Germany’s second wealthiest family, behind global brands Pret a Manger, Dr Pepper, and Krispy Kreme, say they are “ashamed” by their ancestors’ brutality towards slave labour during Nazi rule.
A spokeswoman for the reclusive €33 billion ($37 billion) Reimann family told CampdenFB the principals, siblings Renate Reimann-Haas, Wolfgang Reimann, Stefan Reimann-Andersen and Matthias Reimann-Andersen, “were very ashamed and pale like a white wall” by the historic revelations, which were reported around the world this week.
The spokeswoman said the Reimanns had wanted to “verify the existing chronicles” when they commissioned Professor Paul Erker from the University of Munich to research their family’s wartime history. The German tabloid Bild am Sonntag reported that female slaves captured from Eastern Europe were beaten and sexually abused at Reimann premises in Ludwigshafen, south of Frankfurt.

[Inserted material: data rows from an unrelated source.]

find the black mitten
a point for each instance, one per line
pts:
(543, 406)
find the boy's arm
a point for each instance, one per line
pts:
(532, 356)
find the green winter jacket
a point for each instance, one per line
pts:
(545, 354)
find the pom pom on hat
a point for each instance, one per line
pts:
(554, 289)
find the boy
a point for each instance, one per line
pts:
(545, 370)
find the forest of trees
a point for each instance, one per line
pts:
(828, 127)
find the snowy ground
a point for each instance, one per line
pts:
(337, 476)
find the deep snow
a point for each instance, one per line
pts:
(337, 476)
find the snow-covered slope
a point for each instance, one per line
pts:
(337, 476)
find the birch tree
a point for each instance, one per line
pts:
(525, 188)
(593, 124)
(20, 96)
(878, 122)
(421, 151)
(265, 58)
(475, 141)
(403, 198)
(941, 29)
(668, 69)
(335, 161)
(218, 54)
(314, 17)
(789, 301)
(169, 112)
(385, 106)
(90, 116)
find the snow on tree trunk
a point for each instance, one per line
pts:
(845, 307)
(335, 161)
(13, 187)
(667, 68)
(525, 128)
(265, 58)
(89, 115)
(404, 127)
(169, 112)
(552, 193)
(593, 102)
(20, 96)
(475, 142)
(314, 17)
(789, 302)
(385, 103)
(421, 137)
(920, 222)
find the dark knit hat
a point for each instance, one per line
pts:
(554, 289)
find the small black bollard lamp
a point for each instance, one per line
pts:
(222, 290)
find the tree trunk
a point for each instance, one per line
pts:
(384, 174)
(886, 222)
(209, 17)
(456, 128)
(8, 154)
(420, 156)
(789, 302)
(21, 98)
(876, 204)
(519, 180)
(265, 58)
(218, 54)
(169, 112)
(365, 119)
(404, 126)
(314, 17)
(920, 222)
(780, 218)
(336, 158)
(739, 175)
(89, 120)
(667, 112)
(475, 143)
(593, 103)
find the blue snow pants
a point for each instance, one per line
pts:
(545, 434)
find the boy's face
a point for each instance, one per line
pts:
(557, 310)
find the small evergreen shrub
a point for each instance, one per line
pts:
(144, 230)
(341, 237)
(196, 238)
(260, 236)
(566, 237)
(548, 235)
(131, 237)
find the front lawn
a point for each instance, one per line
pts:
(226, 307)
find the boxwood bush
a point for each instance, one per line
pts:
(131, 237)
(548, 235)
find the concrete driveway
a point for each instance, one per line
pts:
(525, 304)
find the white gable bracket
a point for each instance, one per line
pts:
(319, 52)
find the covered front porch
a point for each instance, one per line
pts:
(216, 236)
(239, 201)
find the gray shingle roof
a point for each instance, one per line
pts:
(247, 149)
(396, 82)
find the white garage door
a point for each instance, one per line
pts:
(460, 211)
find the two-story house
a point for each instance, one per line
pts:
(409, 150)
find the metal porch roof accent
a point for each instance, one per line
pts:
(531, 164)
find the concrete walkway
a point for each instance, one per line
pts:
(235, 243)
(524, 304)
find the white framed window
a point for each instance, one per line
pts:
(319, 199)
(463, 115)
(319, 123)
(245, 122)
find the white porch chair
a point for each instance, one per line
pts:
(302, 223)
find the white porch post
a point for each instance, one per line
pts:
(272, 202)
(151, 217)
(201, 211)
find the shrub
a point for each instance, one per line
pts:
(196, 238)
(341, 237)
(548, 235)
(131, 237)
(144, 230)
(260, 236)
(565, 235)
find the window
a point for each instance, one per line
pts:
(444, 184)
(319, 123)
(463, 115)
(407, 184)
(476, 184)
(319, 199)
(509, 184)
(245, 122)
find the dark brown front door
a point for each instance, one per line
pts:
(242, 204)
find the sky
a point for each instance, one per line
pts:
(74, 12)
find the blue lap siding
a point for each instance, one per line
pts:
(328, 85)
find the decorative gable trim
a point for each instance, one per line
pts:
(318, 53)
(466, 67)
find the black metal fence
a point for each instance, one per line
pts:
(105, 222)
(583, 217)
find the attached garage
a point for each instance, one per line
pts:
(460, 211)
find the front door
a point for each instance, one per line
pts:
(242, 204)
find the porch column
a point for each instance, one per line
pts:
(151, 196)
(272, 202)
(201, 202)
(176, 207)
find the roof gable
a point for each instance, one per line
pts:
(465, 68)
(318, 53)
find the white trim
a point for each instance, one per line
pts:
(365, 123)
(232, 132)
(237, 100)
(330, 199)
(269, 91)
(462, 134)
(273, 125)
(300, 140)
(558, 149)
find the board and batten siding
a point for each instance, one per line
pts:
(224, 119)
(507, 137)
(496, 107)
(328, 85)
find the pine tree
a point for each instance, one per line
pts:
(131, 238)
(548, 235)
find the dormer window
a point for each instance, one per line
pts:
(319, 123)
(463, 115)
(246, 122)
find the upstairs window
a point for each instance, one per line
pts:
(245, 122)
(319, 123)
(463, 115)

Peter Harf (pictured above), a managing partner and chairman of the Reimann-controlled JAB Holding Company, reportedly told Bild: “There is nothing to gloss over—these crimes are sickening.
“Reimann Sr and Reimann Jr were guilty. The two businessmen have passed away, but they actually belonged in prison.”
The Nazi-supporting father Albert Sr and son Albert Jr died in 1954 and 1984, respectively.
The family spokeswoman told CampdenFB the public may have to wait until 2020 for Erker’s full report.
“The historian will finish his findings [at the] end of this year and publish them by next year (expected),” the spokeswoman said.
Asked if the family had chosen a charity to give their reported €10 million ($11.2 million) donation, and if that sum was enough, the spokeswoman said: “Not yet, [the] decision will be taken when we have the full report.”
The Reimann family has long avoided the limelight. However, their profile rose as a by-product of JAB’s spending spree since 2016, which turned their obscure Luxembourg-based holding company into an $80 billion rival for Nestle and Coca-Cola in beverages and L’Oreal in cosmetics.
When asked to comment on what the revelations meant for the Reimann reputation, Philippe Pélé-Clamour (pictured right), an affiliate professor at business school HEC Paris, said the matter was a sensitive subject. It was a reminder of the importance of the behaviour of each generation within an industrial dynasty.
“This family heritage is also an awareness of the attitude of their parents by the younger generation,” Pélé-Clamour said.
“By entrusting an academic specialist to conduct this research, the Reimann family allows a rigorous process to be put in place in a dark period of history.
“The citizen, the stakeholders, and the scientific community will not understand that this work is not fully published. What matters is the search for the truth, regardless of the time spent or the money that they will give.”
Pélé-Clamour noted it was the chairman of their financial holding company who spoke and not the members of the family.
“The Reimanns are one of the most discreet families in Germany. They take care of the management of their participation, but never intervene in the media. But this is their family history and not just that of companies they own. In this situation, the family could express their feelings directly. I do not doubt that they will do it quickly.”